What is your opinion? Is God fair? Being fair implies that everyone receives justice – they get what they deserve. Everyone is treated with a sense of justice. Mercy, on the other hand, is undeserved forgiveness. Mercy allows a person to turn away from their sins, and receive more than they deserve. Mercy goes beyond fairness. God always gives us more than we deserve, and so it may seem that God is a little unfair. God’s mercy is always shocking to us. God forgives people whom we don’t think deserve the time of day. If God treated us the way we deserve, none of us would be happy.
We often want people to get only what they deserve. We usually want mercy for ourselves, but justice for others. God is merciful to all of us. He loves us all equally, even those who turn away from God. Today's parable is about a father and two sons, both of whom have been asked by their father to serve. The first son says he will not serve, but eventually changes his mind, repents, and goes to serve. The second son says he will serve, but does not actually serve. The first son (the one who says “no” but later repents – changes his mind) changed his ways. Should the father have allowed the son who said “no,” the opportunity to go and serve, or should the father have said – you had your chance and you turned it down, you cannot serve? What would you do? What would God do?
What if several years had passed? What if a member of your family who hurt you years ago, suddenly returns and wants to make amends. The person who hurt you never offers a reason, but is suddenly back in the picture. Do you allow them back? What is your opinion? What would you conclude?
God never refuses the repentant sinner. Pope Benedict said, “The world needs mercy… Where justice is separated from mercy, justice becomes cruel and unjust. Only mercy can keep justice fair.” When there is mercy, people reach out to others in a loving and compassionate way.
The second reading shows us how Jesus reached out to us. It means that even though Jesus is God, Jesus still humbled Himself to become one of us. Jesus didn’t think that because He was so high above everyone, that we didn’t deserve to be redeemed. Jesus is merciful. We are created to be compassionate and merciful, to be of one mind and heart, and to humbly regard others as more important than ourselves. If we are serious about seeing others as more important than ourselves, then we need to be dedicated to continuous repentance.
Today’s readings remind us of the importance of the Sacrament of Reconciliation – confession. It reminds us of the necessity of continually coming back to God. Going to confession on a regular basis (once a month, once every several months, or sooner if you need to) allows us to examine our conduct and thoughts, and measure our progress toward being closer to Jesus. Going to confession haphazardly, or just when something terribly wrong happens, does not always allow for a purposeful change in our lives.
For instance, if we are repeatedly angry with someone, or have a critical attitude about a co-worker, fellow student, or even some family member or friend, we can have a specific goal of healing our hearts, and our relationships. Confession on a regular basis, allows us to move our way of life closer to Jesus. Once a year may be too long to carry the burdens of our repeated sins, and measuring our progress toward being closer to Jesus.

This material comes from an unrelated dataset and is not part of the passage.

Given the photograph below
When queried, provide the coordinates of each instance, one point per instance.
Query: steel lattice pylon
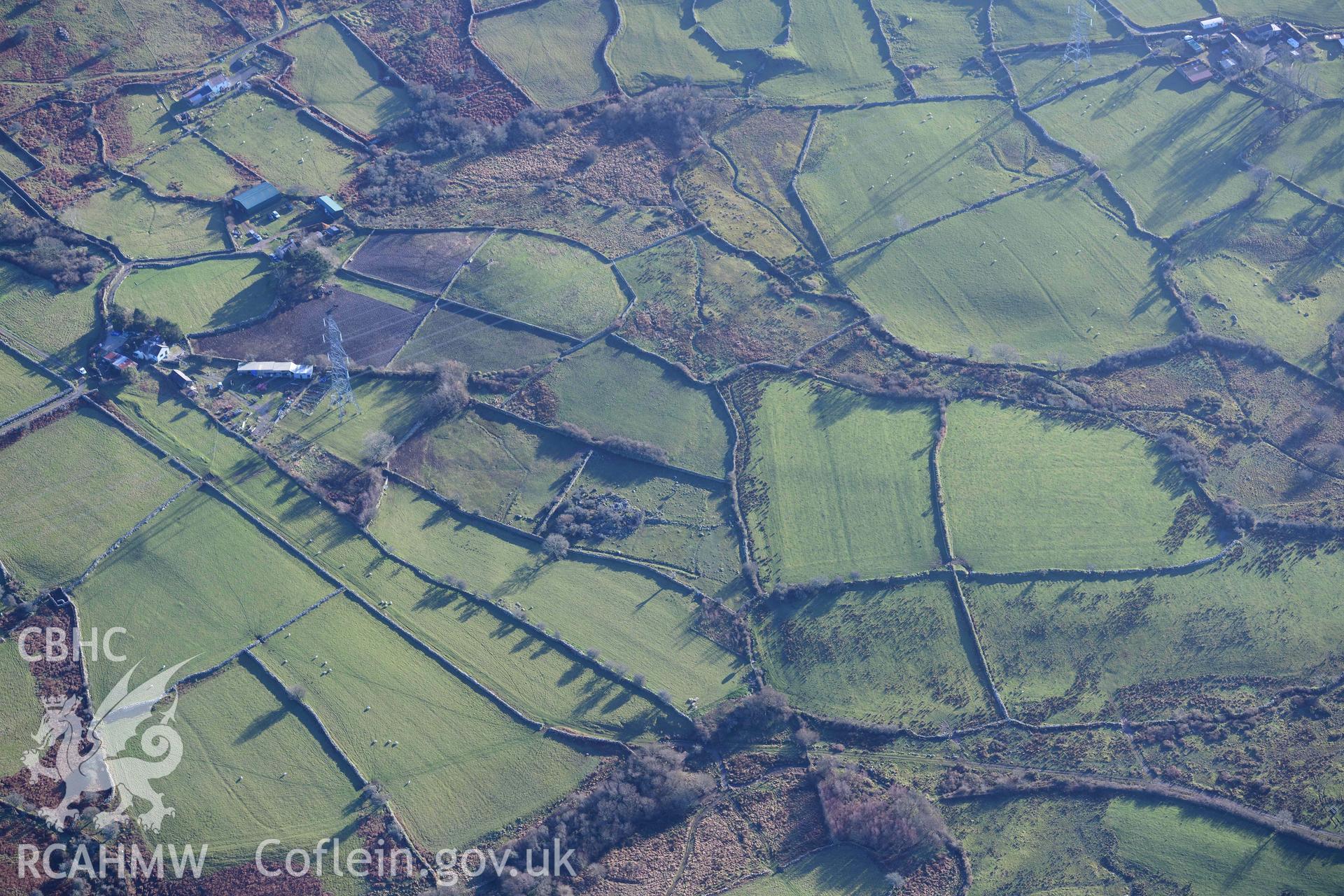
(342, 391)
(1079, 41)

If we have said “no” to God in the past, now is the time to turn to God. We can still repent – change our mind. God will never turn down our sincere repentance.
Today's Gospel gives us hope. We always have the opportunity to confess our sins, and to turn back to God. No matter what we may have done, no matter how long we've been away from the sacrament of reconciliation, no matter how guilty we are, God is there for us.
So, what is your opinion? Is God fair?
I hope that we conclude that God is more than fair – God is merciful.